Female lawmakers are endorsing a so-called Women's Economic Agenda, but not every female agrees with their ideas.
The Women's Economic Agenda comes from the Economic Policy Institute (EPI), which released the information this month flanked by Sen. Elizabeth Warren (D-Massachusetts), Rep. Rosa DeLauro (D-Connecticut), and special interest groups.
The agenda includes what organizers call 12 "bold, yet achievable" proposals to increase women's economic security through "closing the gender wage gap and fostering wage growth to all workers." These policies include raising the minimum wage and ending what EPI calls discriminatory practices that contribute to gender inequality while providing things like paid family leave.
"Raising wages and boosting economic security for women is an essential part of growing and strengthening America's middle class," Sen. Warren said at the unveiling. "The proposals in EPI's Women's Economic Agenda would be powerful steps forward in the fight to level the playing field for women and families across the country."

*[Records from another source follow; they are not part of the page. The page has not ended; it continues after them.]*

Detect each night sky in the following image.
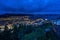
[0,0,60,14]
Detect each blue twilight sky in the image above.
[0,0,60,14]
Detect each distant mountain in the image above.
[0,13,60,19]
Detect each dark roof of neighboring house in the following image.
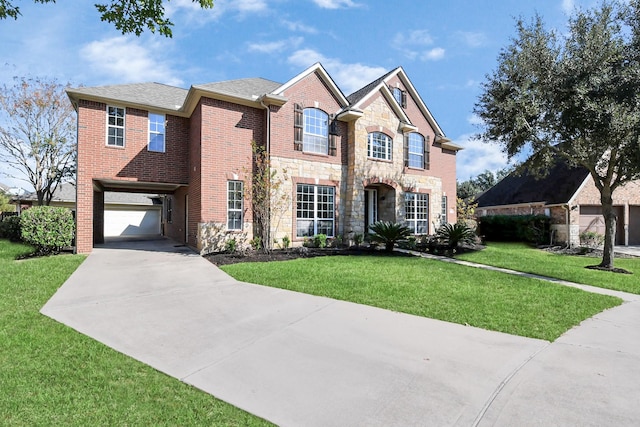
[193,77,282,101]
[20,182,159,205]
[477,161,589,208]
[347,68,398,105]
[70,83,189,111]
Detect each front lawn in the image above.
[456,242,640,294]
[221,255,621,341]
[0,240,270,426]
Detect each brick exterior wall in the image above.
[77,67,456,253]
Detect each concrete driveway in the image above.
[42,240,640,427]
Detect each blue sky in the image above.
[0,0,594,188]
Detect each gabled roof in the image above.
[67,83,188,111]
[193,77,281,101]
[477,161,589,208]
[347,67,448,139]
[271,62,349,108]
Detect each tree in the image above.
[0,78,76,205]
[474,0,640,270]
[0,0,213,37]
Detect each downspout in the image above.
[562,204,571,249]
[252,98,272,249]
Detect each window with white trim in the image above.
[296,184,335,237]
[409,132,424,169]
[404,193,429,234]
[107,105,125,147]
[302,108,329,154]
[148,113,165,153]
[367,132,392,160]
[440,196,449,225]
[227,181,243,230]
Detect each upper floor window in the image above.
[107,105,125,147]
[149,113,165,153]
[391,87,407,108]
[404,132,429,169]
[367,132,392,160]
[293,104,339,156]
[302,108,329,154]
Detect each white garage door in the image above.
[104,209,160,237]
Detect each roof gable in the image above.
[271,62,349,108]
[477,160,589,208]
[347,67,445,137]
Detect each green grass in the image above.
[0,240,269,426]
[222,256,621,341]
[456,243,640,294]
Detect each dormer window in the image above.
[391,87,407,108]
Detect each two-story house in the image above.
[68,64,461,253]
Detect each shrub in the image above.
[313,234,327,248]
[580,231,604,249]
[436,222,476,249]
[249,236,262,251]
[224,239,238,254]
[20,206,74,255]
[478,215,551,244]
[369,221,411,252]
[0,215,22,242]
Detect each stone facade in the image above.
[69,64,461,253]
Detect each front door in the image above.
[364,190,378,233]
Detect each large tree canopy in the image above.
[0,78,76,209]
[0,0,213,37]
[475,0,640,269]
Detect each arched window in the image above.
[367,132,392,160]
[302,108,329,154]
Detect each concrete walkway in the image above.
[41,240,640,426]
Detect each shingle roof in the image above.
[477,161,589,208]
[193,77,282,101]
[69,83,188,111]
[347,68,398,105]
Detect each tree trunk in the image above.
[599,188,616,269]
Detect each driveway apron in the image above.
[41,239,640,427]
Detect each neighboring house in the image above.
[14,182,162,237]
[68,64,461,253]
[476,162,640,246]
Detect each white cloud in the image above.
[457,31,487,47]
[288,49,388,95]
[313,0,359,9]
[453,134,508,181]
[80,36,183,86]
[391,30,445,61]
[560,0,576,15]
[421,47,445,61]
[248,37,304,53]
[165,0,268,25]
[282,20,318,34]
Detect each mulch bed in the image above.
[204,247,412,265]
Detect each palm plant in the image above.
[369,221,411,252]
[436,222,476,249]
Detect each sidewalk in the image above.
[41,241,640,427]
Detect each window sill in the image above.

Carrie Lukas, managing director at Independent Women's Forum, agrees that a women's economic agenda is absolutely needed, but not one of this sort.
"You see it over and over again — the push for a higher minimum wage, for government mandates on employers to provide additional benefits, all these new regulations. Some of this stuff sounds wonderful," Lukas admits. "Who doesn't want their employer to provide them with more paid leave time? But unfortunately, as Americans have seen, jobs dry up. That's, I think, the story of the Obama administration, the economic record. We have seen jobs disappear, wages stagnate, and part of the problem is that employers are being burdened with lots of new regulations."
Lukas tells OneNewsNow her idea of a women's economic agenda is one that moves away from government regulation and spending and toward economic freedom and opportunity.